← Back
● Experiment

The memory layer

I’ve been building Transcripted as a meeting transcription app. That’s the wrong framing and I only just realized it.

I ran 63 minutes of meeting audio through the pipeline last night. Full transcript, every speaker identified by name, timestamps on every utterance. Done in 20 seconds. Nothing left my Mac. That part I knew.

What I hadn’t fully thought through is what that transcript is actually for.

It’s not for reading. Nobody reads their meeting transcripts. It’s for your agent. When you have a personal AI that knows your context — and everyone will, sooner than most people think — it needs to know what you decided in that meeting three weeks ago. What you promised. What the other person said they’d do. Who Sarah is and why she matters.

That’s what Transcripted actually produces. Not a document. A context feed. Speaker-labeled, timestamped, persistent identity across meetings because of the voice fingerprinting. The kind of structured memory that a personal agent can actually use.

I’ve been describing it as “local meeting recorder.” The more accurate description is: the memory component of a local agent stack.
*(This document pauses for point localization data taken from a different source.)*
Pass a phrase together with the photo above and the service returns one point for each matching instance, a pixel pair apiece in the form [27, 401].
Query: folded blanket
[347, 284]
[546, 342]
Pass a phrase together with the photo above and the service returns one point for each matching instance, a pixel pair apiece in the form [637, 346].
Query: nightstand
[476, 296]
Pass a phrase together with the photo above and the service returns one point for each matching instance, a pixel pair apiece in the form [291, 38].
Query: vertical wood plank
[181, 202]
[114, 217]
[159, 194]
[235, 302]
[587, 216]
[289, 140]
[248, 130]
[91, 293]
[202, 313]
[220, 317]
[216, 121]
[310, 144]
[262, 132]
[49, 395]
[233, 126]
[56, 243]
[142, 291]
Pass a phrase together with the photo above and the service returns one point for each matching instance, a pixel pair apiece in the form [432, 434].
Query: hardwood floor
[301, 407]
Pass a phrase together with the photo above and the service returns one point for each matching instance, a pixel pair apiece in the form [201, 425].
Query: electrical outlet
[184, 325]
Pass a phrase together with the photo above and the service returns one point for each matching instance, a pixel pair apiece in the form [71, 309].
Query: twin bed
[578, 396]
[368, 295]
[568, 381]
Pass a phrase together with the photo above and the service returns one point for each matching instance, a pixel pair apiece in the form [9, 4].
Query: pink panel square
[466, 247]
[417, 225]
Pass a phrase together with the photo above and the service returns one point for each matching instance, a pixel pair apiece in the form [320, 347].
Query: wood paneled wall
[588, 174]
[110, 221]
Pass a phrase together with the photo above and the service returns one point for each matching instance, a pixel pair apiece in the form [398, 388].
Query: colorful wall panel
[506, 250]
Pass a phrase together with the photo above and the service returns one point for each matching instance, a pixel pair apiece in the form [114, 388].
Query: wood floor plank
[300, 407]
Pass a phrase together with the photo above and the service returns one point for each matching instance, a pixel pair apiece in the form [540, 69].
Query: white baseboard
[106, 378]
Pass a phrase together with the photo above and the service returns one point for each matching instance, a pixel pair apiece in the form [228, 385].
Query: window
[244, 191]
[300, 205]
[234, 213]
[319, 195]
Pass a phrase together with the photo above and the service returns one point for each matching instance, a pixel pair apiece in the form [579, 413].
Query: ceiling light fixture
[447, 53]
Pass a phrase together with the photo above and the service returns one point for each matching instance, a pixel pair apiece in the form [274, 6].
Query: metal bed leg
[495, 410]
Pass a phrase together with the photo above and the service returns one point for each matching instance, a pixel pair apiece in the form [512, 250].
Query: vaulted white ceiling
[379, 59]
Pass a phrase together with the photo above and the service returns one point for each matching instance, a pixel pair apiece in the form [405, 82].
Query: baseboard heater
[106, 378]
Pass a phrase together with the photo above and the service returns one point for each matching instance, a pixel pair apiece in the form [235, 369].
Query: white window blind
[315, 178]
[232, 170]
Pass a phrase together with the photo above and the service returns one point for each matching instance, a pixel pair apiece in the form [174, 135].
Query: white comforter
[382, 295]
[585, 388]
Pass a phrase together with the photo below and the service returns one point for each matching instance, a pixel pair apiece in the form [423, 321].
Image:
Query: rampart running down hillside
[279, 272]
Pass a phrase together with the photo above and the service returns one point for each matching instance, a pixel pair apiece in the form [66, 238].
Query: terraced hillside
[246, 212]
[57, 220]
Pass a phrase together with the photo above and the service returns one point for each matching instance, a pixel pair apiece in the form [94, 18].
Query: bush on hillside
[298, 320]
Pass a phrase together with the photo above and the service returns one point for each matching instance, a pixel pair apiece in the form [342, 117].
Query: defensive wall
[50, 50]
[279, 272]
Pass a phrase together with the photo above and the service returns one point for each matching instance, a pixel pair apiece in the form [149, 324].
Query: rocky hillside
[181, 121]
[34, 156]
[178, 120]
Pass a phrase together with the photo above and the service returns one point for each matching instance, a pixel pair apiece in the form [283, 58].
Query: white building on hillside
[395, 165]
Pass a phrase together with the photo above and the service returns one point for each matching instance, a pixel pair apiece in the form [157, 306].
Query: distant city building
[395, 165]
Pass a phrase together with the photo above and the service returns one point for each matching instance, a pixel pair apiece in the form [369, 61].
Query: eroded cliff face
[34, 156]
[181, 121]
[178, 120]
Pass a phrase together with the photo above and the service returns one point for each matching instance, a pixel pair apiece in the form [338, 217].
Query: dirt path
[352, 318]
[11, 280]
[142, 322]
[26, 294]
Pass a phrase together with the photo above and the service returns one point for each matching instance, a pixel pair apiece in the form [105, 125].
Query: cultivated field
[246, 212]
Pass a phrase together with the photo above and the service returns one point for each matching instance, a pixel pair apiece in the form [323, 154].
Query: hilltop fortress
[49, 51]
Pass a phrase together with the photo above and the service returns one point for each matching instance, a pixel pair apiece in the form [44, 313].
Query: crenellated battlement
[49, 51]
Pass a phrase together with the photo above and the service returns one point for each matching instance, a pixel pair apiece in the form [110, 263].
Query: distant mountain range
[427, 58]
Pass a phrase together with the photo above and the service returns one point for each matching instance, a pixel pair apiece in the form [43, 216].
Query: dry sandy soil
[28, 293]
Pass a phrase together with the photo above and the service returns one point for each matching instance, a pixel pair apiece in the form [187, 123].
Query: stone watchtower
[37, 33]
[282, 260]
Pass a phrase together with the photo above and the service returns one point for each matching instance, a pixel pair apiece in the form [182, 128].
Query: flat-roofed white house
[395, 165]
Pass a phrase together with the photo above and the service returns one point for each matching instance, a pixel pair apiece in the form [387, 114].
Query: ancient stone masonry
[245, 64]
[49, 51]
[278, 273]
This matters because the whole privacy argument only holds if the stack is local end to end. Granola just pushed their users to MCP. Their MCP server feeds their cloud data into your agent. That’s not private — that’s just a different company in the loop. Transcripted’s answer to that is: your data never left your machine in the first place. There’s nothing to pipe.

The red bar: I shipped the right thing for the wrong reason. The transcription quality, the speaker diarization, the voice fingerprinting — all of that is correct. But I was optimizing for “good transcript” when I should have been optimizing for “context an agent can use.” They’re related but not the same.

The pivot is mostly framing. Some of it is features — richer JSON output, better metadata, making it trivial to point any agent at the folder. But mostly it’s just being honest about what the app is for.

Agent-first, local-first, context layer. That’s the product.